Acredita-se que a imagem do Brasil é negativa, e muito dessa imagem é transmitida por meio de canções, filmes, produtos e arte nacionais, mostrando quanto o brasileiro pensa em dançar, cantar e se divertir. Devido a essa imagem, de miséria social, misturada com a sensualidade e vitalidade, que determinados turistas são atraídos em busca do turismo sexual. Por outro lado, o povo brasileiro também é destacado pela cordialidade, pelo acolhimento caloroso, pela simpatia, ou seja, pelo famoso jeitinho brasileiro (BIGNAMI, 2005).

É possível distinguir duas tendências fundamentais em relação ao grupo:

uma de admiração e aceitação, outra de desprezo e recusa. Quase todos os seres humanos apresentam essas tendências fundamentais.
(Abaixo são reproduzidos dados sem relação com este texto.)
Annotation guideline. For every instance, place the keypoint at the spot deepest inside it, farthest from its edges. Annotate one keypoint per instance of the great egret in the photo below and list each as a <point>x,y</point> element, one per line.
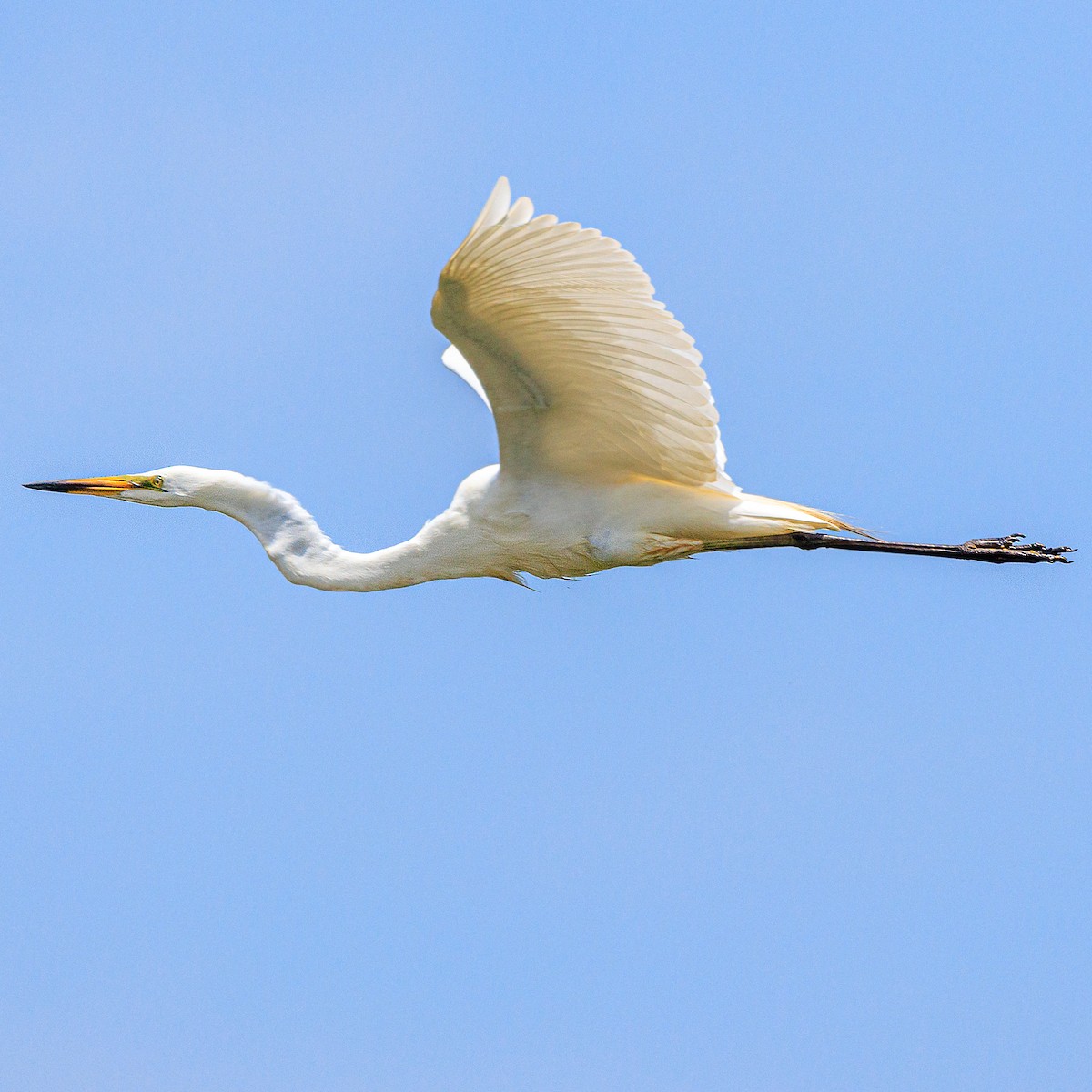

A participação no grupo conhecido provoca segurança e bem-estar, pois supõe entender que as pessoas que falam o mesmo idioma acabam por ter um passado em comum.

Por outro lado, o estrangeiro provoca desconfiança e medo, apesar do sonho do país distante ser frequente (LEITE, 1976).

Essas diversas características atribuídas ao Brasil não são frutos de um olhar estrangeiro, mas também o resultado de um processo interativo de comunicação formado do contato entre colonizador e colonizado, ou também, a própria visão do brasileiro. Acredita-se também que a imprensa estrangeira acaba por destacar somente os aspectos negativos da sociedade brasileira, portanto, entende-se também que, se o olhar estrangeiro vê a nação dessa forma, é porque a própria nação se vende como tal (BIGNAMI, 2005).

Chaui (2000) mostra outro lado da moeda, outra perspectiva do Brasil.

Afinal, o significado da bandeira brasileira é ensinado desde os tempos de colégio. Segundo Chaui (2000, p.5):

50 (...) o retângulo verde simboliza nossas matas e riquezas florestais, o losango amarelo simboliza nosso ouro e nossas riquezas minerais, o círculo azul estrelado simboliza nosso céu, onde brilha o Cruzeiro do Sul, indicando que nascemos abençoados por Deus, e a faixa branca simboliza o que somos:

um povo ordeiro em progresso.

É nas terras brasileiras que se encontra o maior rio do mundo, os mares mais verdes e a maior floresta tropical do planeta. O Brasil desconhece catástrofes naturais, como furacões, vulcões, desertos e terremotos. E quem disse que da mestiçagem não nasceu o samba, no qual se exprimem a energia índia, o ritmo negro e a melancolia portuguesa? A famosa ginga brasileira, marca dos campeões mundiais de futebol, pode muito bem ter nascido da mestiçagem (Chaui, 2000).